The Department of Chemistry and Biochemistry did not respond to multiple requests for an explanation of their grading policy.
The Department of Political Science awarded the highest percentage of B’s — 41.2%. Of the 4385 letter grades given, 1831 were either B+’s, B’s or B-’s. The department does not dictate to professors how to grade their courses.
“We do not have a departmental policy regarding how instructors manage grades. We do review grading results and discuss with professors unusually high or unusually low grades”, Kathleen Bruhn, professor and chair of the Department of Political Science, said in a statement to the Nexus.
Younger believes that grades do not matter much in terms of one’s chance at becoming an actuary.
“All you have to do is just pass tests and then demonstrate some sort of leadership or some initiative in pushing the actuary profession around the school and getting more people to notice it,” he said. “Fundamentally, it just is about passing tests. If you can pass the tests outside of the school, then you will become an actuary.”
On the other hand, Phillips said that grades are especially important for those who want to pursue graduate studies because admission to graduate school is competitive due to the limited number of spots available — especially in physics — for undergraduates.
“The physics department here is very grad school oriented,” they added. “It’s very ‘make sure you have your letters of [recommendation]. Make sure your grades are good.’ A lot of people just assume that you’re applying to grad school.”
However, Phillips said that a lot of physics majors at UCSB end up pursuing non-physics careers in industry rather than attending graduate school.
“I think a lot of physics majors end up going into software engineering or finance, but if you want to specifically stay in physics, a Ph.D. is usually what people go for … I think that more than half of undergrad physics majors don’t go to grad school,” they said.
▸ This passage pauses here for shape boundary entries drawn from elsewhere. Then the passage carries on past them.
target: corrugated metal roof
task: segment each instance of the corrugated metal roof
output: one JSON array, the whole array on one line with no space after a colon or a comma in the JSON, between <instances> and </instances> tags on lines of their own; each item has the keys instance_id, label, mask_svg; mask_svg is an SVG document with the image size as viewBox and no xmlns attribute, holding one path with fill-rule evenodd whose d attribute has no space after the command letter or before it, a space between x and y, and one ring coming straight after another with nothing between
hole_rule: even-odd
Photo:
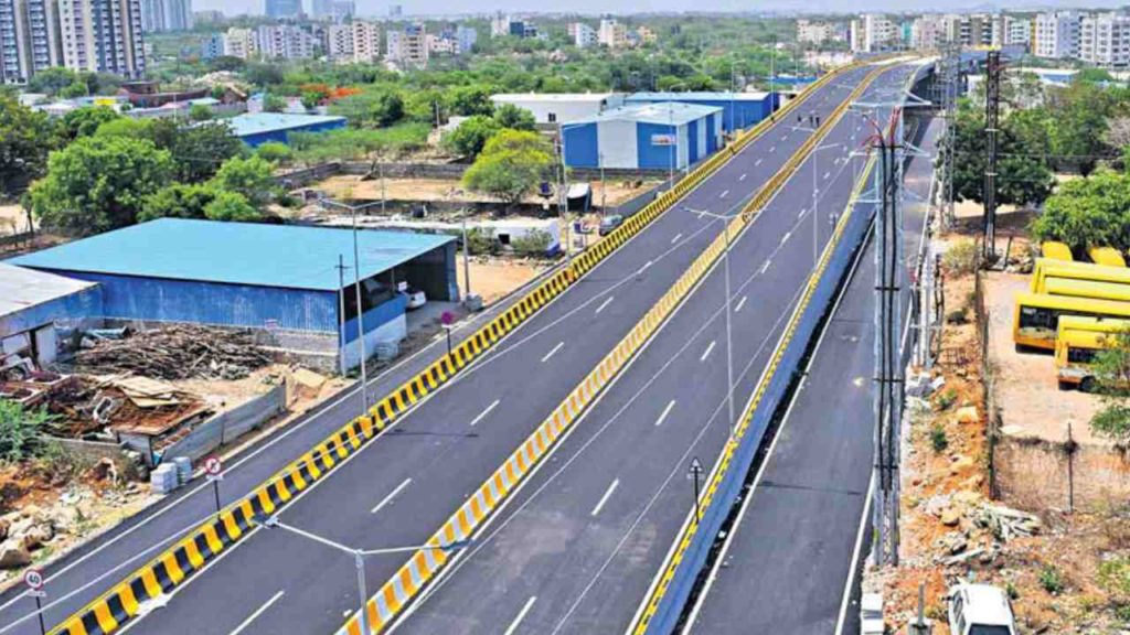
<instances>
[{"instance_id":1,"label":"corrugated metal roof","mask_svg":"<svg viewBox=\"0 0 1130 635\"><path fill-rule=\"evenodd\" d=\"M375 276L451 236L358 232L360 272ZM260 287L337 290L338 255L353 266L348 228L162 218L107 232L9 262L53 271L85 271ZM351 269L346 278L351 278Z\"/></svg>"},{"instance_id":2,"label":"corrugated metal roof","mask_svg":"<svg viewBox=\"0 0 1130 635\"><path fill-rule=\"evenodd\" d=\"M0 316L94 287L84 282L0 262Z\"/></svg>"},{"instance_id":3,"label":"corrugated metal roof","mask_svg":"<svg viewBox=\"0 0 1130 635\"><path fill-rule=\"evenodd\" d=\"M232 124L232 132L236 137L247 137L322 123L341 122L345 124L346 118L321 114L244 113L226 121Z\"/></svg>"},{"instance_id":4,"label":"corrugated metal roof","mask_svg":"<svg viewBox=\"0 0 1130 635\"><path fill-rule=\"evenodd\" d=\"M637 123L659 123L663 125L683 125L689 121L702 119L709 114L720 113L718 106L699 104L683 104L679 102L660 102L658 104L636 104L609 108L598 115L580 119L566 124L592 123L594 121L635 121Z\"/></svg>"},{"instance_id":5,"label":"corrugated metal roof","mask_svg":"<svg viewBox=\"0 0 1130 635\"><path fill-rule=\"evenodd\" d=\"M628 95L626 102L762 102L768 97L768 93L721 93L707 90L694 90L688 93L633 93Z\"/></svg>"}]
</instances>

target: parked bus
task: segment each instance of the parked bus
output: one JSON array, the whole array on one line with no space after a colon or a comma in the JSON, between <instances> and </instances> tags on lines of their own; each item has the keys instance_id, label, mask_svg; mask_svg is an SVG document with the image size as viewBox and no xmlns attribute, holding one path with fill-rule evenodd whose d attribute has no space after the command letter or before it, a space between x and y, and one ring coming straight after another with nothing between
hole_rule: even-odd
<instances>
[{"instance_id":1,"label":"parked bus","mask_svg":"<svg viewBox=\"0 0 1130 635\"><path fill-rule=\"evenodd\" d=\"M1087 252L1090 256L1090 261L1095 264L1103 264L1106 267L1125 267L1127 261L1122 258L1119 250L1114 247L1090 247Z\"/></svg>"},{"instance_id":2,"label":"parked bus","mask_svg":"<svg viewBox=\"0 0 1130 635\"><path fill-rule=\"evenodd\" d=\"M1040 245L1040 253L1044 254L1044 258L1049 260L1058 260L1060 262L1071 262L1075 260L1071 256L1071 247L1057 241L1044 241Z\"/></svg>"},{"instance_id":3,"label":"parked bus","mask_svg":"<svg viewBox=\"0 0 1130 635\"><path fill-rule=\"evenodd\" d=\"M1096 386L1092 363L1095 355L1118 343L1118 333L1130 330L1130 320L1060 318L1055 334L1055 376L1061 389L1076 386L1093 392Z\"/></svg>"},{"instance_id":4,"label":"parked bus","mask_svg":"<svg viewBox=\"0 0 1130 635\"><path fill-rule=\"evenodd\" d=\"M1111 282L1130 286L1130 269L1125 267L1106 267L1089 262L1062 262L1041 258L1032 269L1031 289L1034 294L1045 293L1045 281L1049 278L1066 278L1070 280L1090 280L1094 282Z\"/></svg>"},{"instance_id":5,"label":"parked bus","mask_svg":"<svg viewBox=\"0 0 1130 635\"><path fill-rule=\"evenodd\" d=\"M1016 294L1012 341L1017 346L1055 349L1059 319L1064 315L1130 320L1130 302L1046 294Z\"/></svg>"}]
</instances>

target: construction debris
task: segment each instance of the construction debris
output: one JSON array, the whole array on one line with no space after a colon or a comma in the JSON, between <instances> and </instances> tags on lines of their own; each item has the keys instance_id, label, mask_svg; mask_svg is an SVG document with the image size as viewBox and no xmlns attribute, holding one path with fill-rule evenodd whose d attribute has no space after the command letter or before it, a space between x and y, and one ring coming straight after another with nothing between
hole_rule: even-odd
<instances>
[{"instance_id":1,"label":"construction debris","mask_svg":"<svg viewBox=\"0 0 1130 635\"><path fill-rule=\"evenodd\" d=\"M162 380L240 380L270 364L250 331L195 325L164 327L120 340L84 338L76 365L93 374L137 374Z\"/></svg>"}]
</instances>

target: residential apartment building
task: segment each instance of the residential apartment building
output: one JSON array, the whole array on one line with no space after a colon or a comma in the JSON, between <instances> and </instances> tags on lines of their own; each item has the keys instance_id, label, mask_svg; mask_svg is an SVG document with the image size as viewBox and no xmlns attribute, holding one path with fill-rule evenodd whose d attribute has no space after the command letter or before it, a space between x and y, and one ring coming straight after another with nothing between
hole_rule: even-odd
<instances>
[{"instance_id":1,"label":"residential apartment building","mask_svg":"<svg viewBox=\"0 0 1130 635\"><path fill-rule=\"evenodd\" d=\"M577 49L588 49L600 43L600 40L597 37L597 29L584 23L568 25L568 34L573 37L573 45Z\"/></svg>"},{"instance_id":2,"label":"residential apartment building","mask_svg":"<svg viewBox=\"0 0 1130 635\"><path fill-rule=\"evenodd\" d=\"M262 25L255 36L259 54L263 58L305 60L314 56L315 38L295 25Z\"/></svg>"},{"instance_id":3,"label":"residential apartment building","mask_svg":"<svg viewBox=\"0 0 1130 635\"><path fill-rule=\"evenodd\" d=\"M423 24L406 25L399 31L389 31L386 56L390 61L407 66L427 66L427 31Z\"/></svg>"},{"instance_id":4,"label":"residential apartment building","mask_svg":"<svg viewBox=\"0 0 1130 635\"><path fill-rule=\"evenodd\" d=\"M67 68L130 78L145 72L140 0L59 0L59 23Z\"/></svg>"},{"instance_id":5,"label":"residential apartment building","mask_svg":"<svg viewBox=\"0 0 1130 635\"><path fill-rule=\"evenodd\" d=\"M192 1L141 0L141 27L146 33L192 28Z\"/></svg>"},{"instance_id":6,"label":"residential apartment building","mask_svg":"<svg viewBox=\"0 0 1130 635\"><path fill-rule=\"evenodd\" d=\"M232 27L224 34L224 54L241 60L250 60L259 54L255 32L250 28Z\"/></svg>"},{"instance_id":7,"label":"residential apartment building","mask_svg":"<svg viewBox=\"0 0 1130 635\"><path fill-rule=\"evenodd\" d=\"M627 45L627 29L615 18L602 18L597 41L609 49L623 49Z\"/></svg>"},{"instance_id":8,"label":"residential apartment building","mask_svg":"<svg viewBox=\"0 0 1130 635\"><path fill-rule=\"evenodd\" d=\"M1038 14L1035 20L1032 53L1037 58L1078 58L1081 28L1083 15L1076 11Z\"/></svg>"},{"instance_id":9,"label":"residential apartment building","mask_svg":"<svg viewBox=\"0 0 1130 635\"><path fill-rule=\"evenodd\" d=\"M381 26L364 20L354 20L350 26L354 61L375 62L381 59Z\"/></svg>"},{"instance_id":10,"label":"residential apartment building","mask_svg":"<svg viewBox=\"0 0 1130 635\"><path fill-rule=\"evenodd\" d=\"M325 31L325 55L336 62L351 62L353 52L353 25L331 24Z\"/></svg>"},{"instance_id":11,"label":"residential apartment building","mask_svg":"<svg viewBox=\"0 0 1130 635\"><path fill-rule=\"evenodd\" d=\"M269 18L296 18L302 15L302 0L263 0L263 14Z\"/></svg>"},{"instance_id":12,"label":"residential apartment building","mask_svg":"<svg viewBox=\"0 0 1130 635\"><path fill-rule=\"evenodd\" d=\"M898 25L886 16L867 14L851 21L851 50L875 53L898 47Z\"/></svg>"},{"instance_id":13,"label":"residential apartment building","mask_svg":"<svg viewBox=\"0 0 1130 635\"><path fill-rule=\"evenodd\" d=\"M836 40L836 26L832 23L797 20L797 42L820 45Z\"/></svg>"},{"instance_id":14,"label":"residential apartment building","mask_svg":"<svg viewBox=\"0 0 1130 635\"><path fill-rule=\"evenodd\" d=\"M1079 59L1106 68L1130 66L1130 16L1085 16L1079 25Z\"/></svg>"}]
</instances>

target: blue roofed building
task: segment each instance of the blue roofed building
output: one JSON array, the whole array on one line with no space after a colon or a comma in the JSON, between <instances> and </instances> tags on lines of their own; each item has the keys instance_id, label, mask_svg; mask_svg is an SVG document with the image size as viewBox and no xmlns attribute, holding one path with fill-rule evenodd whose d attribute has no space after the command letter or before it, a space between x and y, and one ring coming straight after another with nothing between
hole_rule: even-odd
<instances>
[{"instance_id":1,"label":"blue roofed building","mask_svg":"<svg viewBox=\"0 0 1130 635\"><path fill-rule=\"evenodd\" d=\"M362 229L358 251L370 354L407 334L401 284L459 299L453 237ZM359 359L353 254L348 228L164 218L9 262L97 282L106 321L257 329L332 368Z\"/></svg>"},{"instance_id":2,"label":"blue roofed building","mask_svg":"<svg viewBox=\"0 0 1130 635\"><path fill-rule=\"evenodd\" d=\"M771 93L634 93L624 99L626 105L673 102L722 108L722 130L733 132L757 124L772 114L779 97Z\"/></svg>"},{"instance_id":3,"label":"blue roofed building","mask_svg":"<svg viewBox=\"0 0 1130 635\"><path fill-rule=\"evenodd\" d=\"M252 148L268 141L287 143L294 132L325 132L346 127L346 118L320 114L244 113L227 120L232 133Z\"/></svg>"},{"instance_id":4,"label":"blue roofed building","mask_svg":"<svg viewBox=\"0 0 1130 635\"><path fill-rule=\"evenodd\" d=\"M636 104L562 125L570 167L681 169L722 146L722 108Z\"/></svg>"}]
</instances>

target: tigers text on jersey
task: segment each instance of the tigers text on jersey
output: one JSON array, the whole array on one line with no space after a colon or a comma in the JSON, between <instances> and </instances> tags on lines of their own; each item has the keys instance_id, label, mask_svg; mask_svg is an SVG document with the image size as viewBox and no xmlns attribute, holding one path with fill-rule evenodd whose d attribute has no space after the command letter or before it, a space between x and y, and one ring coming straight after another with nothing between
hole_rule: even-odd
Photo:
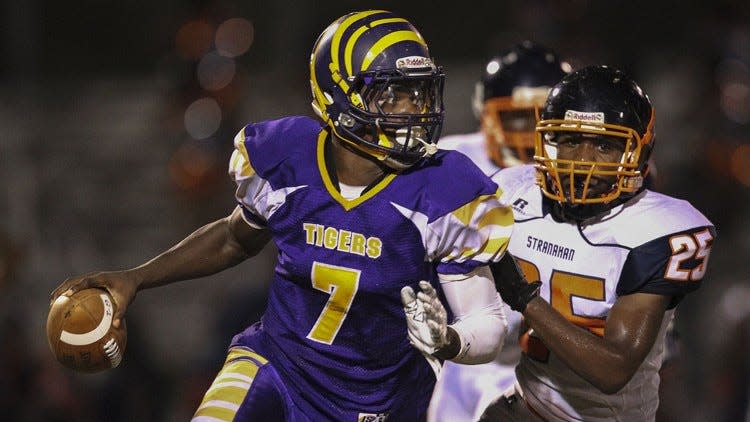
<instances>
[{"instance_id":1,"label":"tigers text on jersey","mask_svg":"<svg viewBox=\"0 0 750 422\"><path fill-rule=\"evenodd\" d=\"M327 166L330 142L306 117L235 138L237 201L279 252L265 340L240 334L233 344L268 355L312 420L419 418L435 375L409 344L400 290L499 260L512 212L495 183L445 151L345 199Z\"/></svg>"},{"instance_id":2,"label":"tigers text on jersey","mask_svg":"<svg viewBox=\"0 0 750 422\"><path fill-rule=\"evenodd\" d=\"M697 289L708 264L715 229L688 202L644 191L588 225L556 222L535 184L532 165L497 173L502 198L515 215L508 250L540 295L574 324L603 335L610 309L622 295L670 295L673 304ZM633 378L606 395L573 373L527 332L516 369L524 398L547 420L649 420L658 406L665 314L657 340Z\"/></svg>"}]
</instances>

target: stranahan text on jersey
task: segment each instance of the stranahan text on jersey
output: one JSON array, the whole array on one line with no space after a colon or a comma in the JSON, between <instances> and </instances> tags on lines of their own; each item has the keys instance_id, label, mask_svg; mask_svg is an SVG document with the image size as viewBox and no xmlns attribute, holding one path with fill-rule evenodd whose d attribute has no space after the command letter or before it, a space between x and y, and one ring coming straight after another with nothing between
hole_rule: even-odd
<instances>
[{"instance_id":1,"label":"stranahan text on jersey","mask_svg":"<svg viewBox=\"0 0 750 422\"><path fill-rule=\"evenodd\" d=\"M326 227L322 224L302 223L305 230L305 241L308 245L336 249L368 258L380 257L383 241L377 237L366 237L362 233L350 230Z\"/></svg>"},{"instance_id":2,"label":"stranahan text on jersey","mask_svg":"<svg viewBox=\"0 0 750 422\"><path fill-rule=\"evenodd\" d=\"M556 258L562 258L567 261L572 261L576 254L576 250L572 248L566 248L558 244L547 242L546 240L538 239L533 236L526 237L526 247L547 255L552 255Z\"/></svg>"}]
</instances>

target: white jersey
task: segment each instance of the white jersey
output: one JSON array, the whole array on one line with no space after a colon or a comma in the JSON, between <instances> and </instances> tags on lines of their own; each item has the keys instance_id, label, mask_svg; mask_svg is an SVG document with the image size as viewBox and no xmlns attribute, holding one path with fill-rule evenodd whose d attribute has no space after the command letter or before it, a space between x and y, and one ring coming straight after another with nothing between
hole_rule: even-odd
<instances>
[{"instance_id":1,"label":"white jersey","mask_svg":"<svg viewBox=\"0 0 750 422\"><path fill-rule=\"evenodd\" d=\"M487 175L500 170L488 157L481 132L440 138L438 147L463 153ZM481 365L446 361L430 401L429 422L475 421L490 402L515 382L515 366L521 358L518 345L521 315L505 304L503 308L508 318L508 334L497 358Z\"/></svg>"},{"instance_id":2,"label":"white jersey","mask_svg":"<svg viewBox=\"0 0 750 422\"><path fill-rule=\"evenodd\" d=\"M644 191L589 225L555 221L531 165L495 174L513 206L508 250L541 297L574 324L603 335L618 297L636 292L675 297L698 288L715 229L688 202ZM539 339L525 333L516 376L528 405L547 420L653 420L659 402L658 370L666 327L633 378L606 395L573 373Z\"/></svg>"}]
</instances>

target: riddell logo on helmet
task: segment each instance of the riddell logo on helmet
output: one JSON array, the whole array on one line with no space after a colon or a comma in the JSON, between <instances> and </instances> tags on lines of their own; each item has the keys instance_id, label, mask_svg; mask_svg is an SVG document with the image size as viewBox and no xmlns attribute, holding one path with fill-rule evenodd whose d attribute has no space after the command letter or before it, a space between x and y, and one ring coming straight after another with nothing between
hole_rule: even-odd
<instances>
[{"instance_id":1,"label":"riddell logo on helmet","mask_svg":"<svg viewBox=\"0 0 750 422\"><path fill-rule=\"evenodd\" d=\"M432 60L422 56L401 57L396 60L396 68L398 69L419 69L433 66Z\"/></svg>"},{"instance_id":2,"label":"riddell logo on helmet","mask_svg":"<svg viewBox=\"0 0 750 422\"><path fill-rule=\"evenodd\" d=\"M565 120L577 120L579 122L604 123L604 113L567 110Z\"/></svg>"}]
</instances>

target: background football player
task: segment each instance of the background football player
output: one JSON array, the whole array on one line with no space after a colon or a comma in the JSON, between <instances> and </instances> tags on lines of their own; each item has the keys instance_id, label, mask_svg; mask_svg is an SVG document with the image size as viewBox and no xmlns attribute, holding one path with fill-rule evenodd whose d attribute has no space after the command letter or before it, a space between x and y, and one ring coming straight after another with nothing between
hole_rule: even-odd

With regard to potential changes Phillips and Younger would like to see in how courses are graded, both agreed that the current system did not have many issues.
Younger did recommend adding more sections and slightly increasing the weight of homework, rather than that of exams.
“Doing the homework and then going to the sections or the office hours — that’s what makes me learn the most, and for me, I assume that it is similar [for] other people too,” he said. “But other than that, the grading scale, I have no issues with it.”
A version of this article appeared on p. 10 of the Aug. 24, 2023 print edition of the Daily Nexus.